We are at a point in history where adaptive change is necessary. Both previous questions point to the need for adaptive change but stop short of actually making the claim it is needed, instead moving toward technical change.
Since the 1950's, American Christianity has become institutionaliz ed. The 50's brought a decade of key growth for mainline denominational churches in America. But what happened after that is seen in both articles. The effects of the sexual revolution and the changes in civil rights, the move to consumerism, materialism and the such pushed people to become more and more anti-institutional. Thus the decline noted in both articles.
Douthat correctly points out that Liberal Christianity in America has seen a greater collapse than the Conservative denominations, but both have experienced decline. Both have played a big part in the development of our Country. But the question needs to be, "Should this American Christianity be saved?"
If you look at Christianity globally, it is on the rise. The center of Christianity is moving into the southern hemisphere, and is based on Gospel Christianity. American Christianity has slowly been moving away from the faith described in the Gospel. If you don't agree, read Radical by David Platt or the Hole in our Gospel by Richard Sterns. You will see that at a time when American Christianity is wealthier than it has ever been, we are choosing to invest in things which bring us comfort and convenience.
American Christianity has been thrust into a crisis, and, as pointed out by both bass and Douthat, is in need of rediscovering relevance.
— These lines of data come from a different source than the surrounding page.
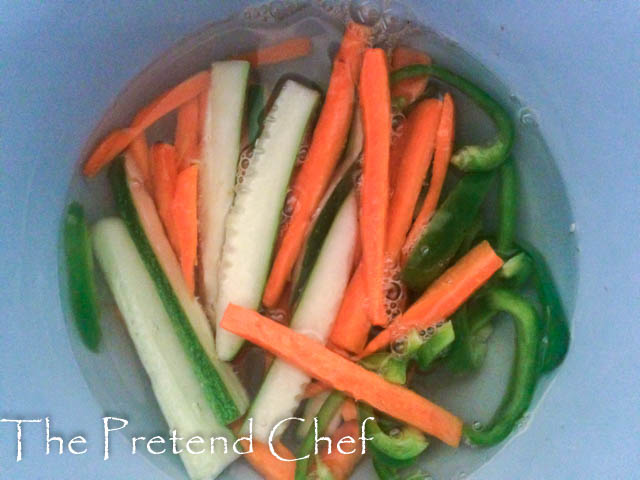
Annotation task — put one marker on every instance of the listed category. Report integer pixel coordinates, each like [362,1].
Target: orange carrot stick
[374,193]
[164,173]
[267,464]
[328,140]
[290,49]
[319,362]
[444,145]
[140,152]
[116,142]
[187,132]
[444,296]
[184,214]
[343,465]
[410,89]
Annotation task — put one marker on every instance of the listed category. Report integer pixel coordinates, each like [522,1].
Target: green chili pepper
[508,207]
[325,415]
[472,327]
[472,158]
[446,231]
[397,450]
[556,328]
[435,346]
[255,100]
[82,288]
[525,369]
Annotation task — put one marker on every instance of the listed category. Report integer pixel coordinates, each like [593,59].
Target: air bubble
[527,116]
[367,12]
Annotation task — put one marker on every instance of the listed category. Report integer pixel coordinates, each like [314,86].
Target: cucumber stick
[284,384]
[224,392]
[217,173]
[252,223]
[174,383]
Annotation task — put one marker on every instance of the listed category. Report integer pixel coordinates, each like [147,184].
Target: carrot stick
[444,296]
[289,49]
[407,91]
[349,411]
[117,141]
[139,150]
[444,145]
[374,193]
[342,465]
[326,147]
[185,221]
[314,388]
[267,464]
[187,132]
[319,362]
[164,173]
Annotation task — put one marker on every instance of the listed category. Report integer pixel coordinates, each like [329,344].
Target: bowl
[560,66]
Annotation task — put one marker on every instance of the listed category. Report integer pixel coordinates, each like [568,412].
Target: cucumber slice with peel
[217,171]
[176,387]
[224,392]
[284,384]
[252,223]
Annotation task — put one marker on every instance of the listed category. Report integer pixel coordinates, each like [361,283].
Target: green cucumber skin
[177,389]
[215,390]
[80,276]
[321,228]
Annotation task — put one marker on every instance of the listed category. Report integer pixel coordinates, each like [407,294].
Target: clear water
[115,375]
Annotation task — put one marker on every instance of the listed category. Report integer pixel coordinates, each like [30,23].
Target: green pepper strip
[82,288]
[325,415]
[557,335]
[525,370]
[472,158]
[507,207]
[255,100]
[396,451]
[446,231]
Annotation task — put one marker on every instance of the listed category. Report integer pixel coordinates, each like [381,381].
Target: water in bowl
[115,375]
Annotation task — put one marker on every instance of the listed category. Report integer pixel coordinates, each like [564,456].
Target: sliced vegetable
[181,395]
[164,173]
[117,141]
[342,465]
[82,287]
[435,346]
[329,137]
[289,49]
[222,389]
[321,363]
[188,132]
[255,100]
[472,158]
[397,450]
[442,155]
[375,104]
[444,296]
[218,166]
[446,230]
[284,384]
[525,370]
[267,464]
[184,214]
[252,223]
[407,91]
[327,412]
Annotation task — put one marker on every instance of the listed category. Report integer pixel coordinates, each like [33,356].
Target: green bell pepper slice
[472,158]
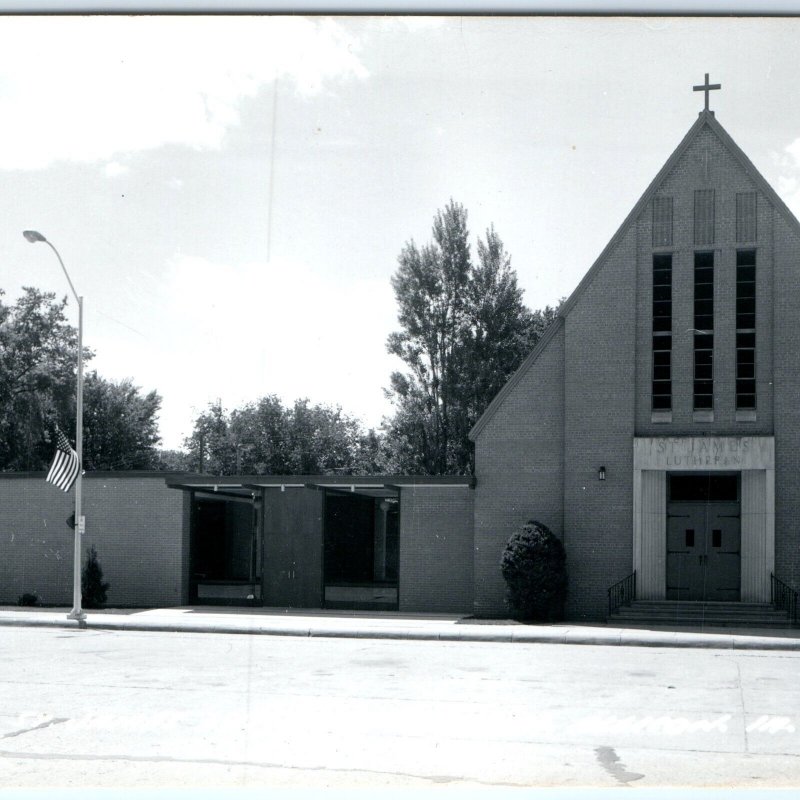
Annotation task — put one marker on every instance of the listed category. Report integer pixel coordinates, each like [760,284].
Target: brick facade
[436,572]
[595,378]
[135,523]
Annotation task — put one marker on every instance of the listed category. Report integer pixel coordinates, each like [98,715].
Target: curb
[614,637]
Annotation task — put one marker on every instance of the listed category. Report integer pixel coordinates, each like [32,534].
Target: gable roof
[705,119]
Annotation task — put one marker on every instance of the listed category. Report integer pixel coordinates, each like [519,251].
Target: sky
[230,194]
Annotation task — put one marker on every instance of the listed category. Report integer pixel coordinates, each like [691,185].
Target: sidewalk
[376,625]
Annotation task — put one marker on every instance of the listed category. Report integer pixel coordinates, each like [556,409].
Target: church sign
[704,452]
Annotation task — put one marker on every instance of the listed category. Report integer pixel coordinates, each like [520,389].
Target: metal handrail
[783,597]
[622,593]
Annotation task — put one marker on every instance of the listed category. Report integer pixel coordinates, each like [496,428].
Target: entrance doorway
[361,549]
[225,563]
[703,537]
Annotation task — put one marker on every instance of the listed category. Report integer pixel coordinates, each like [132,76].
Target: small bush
[534,566]
[94,590]
[27,599]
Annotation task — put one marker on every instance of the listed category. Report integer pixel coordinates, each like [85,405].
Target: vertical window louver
[662,332]
[746,217]
[703,331]
[746,329]
[704,216]
[662,222]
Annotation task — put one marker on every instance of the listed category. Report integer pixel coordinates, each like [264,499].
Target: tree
[464,331]
[38,359]
[120,425]
[267,438]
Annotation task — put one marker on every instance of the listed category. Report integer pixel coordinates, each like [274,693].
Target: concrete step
[709,622]
[707,613]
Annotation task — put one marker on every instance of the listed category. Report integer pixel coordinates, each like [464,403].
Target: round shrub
[534,566]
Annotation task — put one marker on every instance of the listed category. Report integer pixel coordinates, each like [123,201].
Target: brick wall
[706,164]
[599,406]
[519,458]
[436,535]
[135,523]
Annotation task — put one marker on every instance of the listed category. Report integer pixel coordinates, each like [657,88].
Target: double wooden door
[703,551]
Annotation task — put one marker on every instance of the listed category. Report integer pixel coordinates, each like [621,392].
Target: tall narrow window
[746,329]
[662,332]
[662,222]
[746,216]
[704,216]
[703,331]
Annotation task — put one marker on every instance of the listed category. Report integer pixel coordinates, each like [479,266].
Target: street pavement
[102,707]
[375,625]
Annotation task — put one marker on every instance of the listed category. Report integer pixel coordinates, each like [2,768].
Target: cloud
[114,169]
[88,88]
[239,332]
[788,182]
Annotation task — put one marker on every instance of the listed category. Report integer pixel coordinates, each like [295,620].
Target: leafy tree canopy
[38,361]
[267,438]
[464,331]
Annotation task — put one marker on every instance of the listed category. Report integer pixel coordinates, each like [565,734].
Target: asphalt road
[129,709]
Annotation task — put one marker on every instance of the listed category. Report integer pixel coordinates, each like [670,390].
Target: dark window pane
[707,487]
[704,322]
[662,294]
[745,356]
[662,221]
[745,305]
[746,386]
[703,372]
[662,358]
[704,357]
[662,342]
[745,320]
[745,258]
[704,259]
[662,402]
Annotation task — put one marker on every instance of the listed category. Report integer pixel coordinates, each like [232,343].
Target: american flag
[64,468]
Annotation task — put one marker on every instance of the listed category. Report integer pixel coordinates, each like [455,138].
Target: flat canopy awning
[370,485]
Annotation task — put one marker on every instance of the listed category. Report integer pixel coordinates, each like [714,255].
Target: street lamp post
[77,612]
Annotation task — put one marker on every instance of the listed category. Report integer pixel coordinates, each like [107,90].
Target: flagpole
[77,612]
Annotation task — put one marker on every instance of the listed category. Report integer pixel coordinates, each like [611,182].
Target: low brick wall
[134,521]
[436,549]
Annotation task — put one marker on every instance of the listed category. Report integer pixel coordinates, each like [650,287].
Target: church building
[655,428]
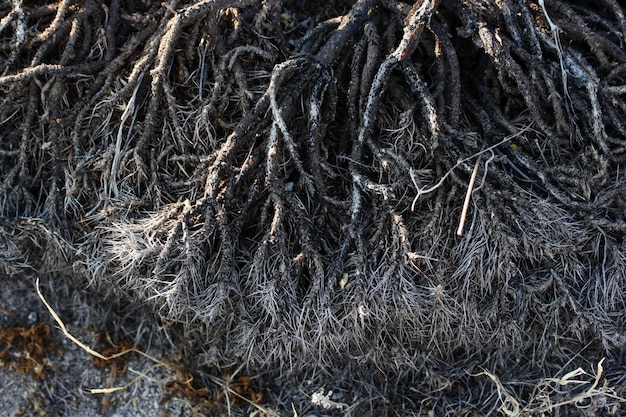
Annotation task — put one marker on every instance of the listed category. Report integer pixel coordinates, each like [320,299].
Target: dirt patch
[409,205]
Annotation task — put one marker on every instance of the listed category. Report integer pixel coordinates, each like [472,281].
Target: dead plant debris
[344,192]
[26,348]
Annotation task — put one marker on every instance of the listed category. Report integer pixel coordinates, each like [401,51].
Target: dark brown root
[287,183]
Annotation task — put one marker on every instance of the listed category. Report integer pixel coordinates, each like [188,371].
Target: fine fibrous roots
[287,178]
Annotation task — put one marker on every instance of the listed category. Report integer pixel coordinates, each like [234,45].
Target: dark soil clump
[426,201]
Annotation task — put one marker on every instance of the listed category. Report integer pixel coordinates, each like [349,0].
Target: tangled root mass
[287,178]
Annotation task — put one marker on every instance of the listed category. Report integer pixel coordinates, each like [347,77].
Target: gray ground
[71,373]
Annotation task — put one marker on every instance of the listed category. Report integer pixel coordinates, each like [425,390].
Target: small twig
[67,334]
[470,187]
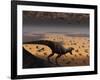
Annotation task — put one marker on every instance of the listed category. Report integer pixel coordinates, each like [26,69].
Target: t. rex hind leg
[57,58]
[71,52]
[49,57]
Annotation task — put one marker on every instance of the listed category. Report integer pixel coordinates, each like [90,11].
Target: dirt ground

The only way relevance will be found is by stripping away American Christianity and allowing the Gospel of Christ to be boldly proclaimed and lived again. For it was that Gospel which brought Christianity to America, that Gospel which took Christianity to unreached people in Africa, South America, and the far East, and that Christianity which has been exchanged for comfort and convenience in America.
We need to ask the right questions and make the right adaptive changes to see Christianity flourish again in America, but it needs to be Biblical Christianity not American Christianity.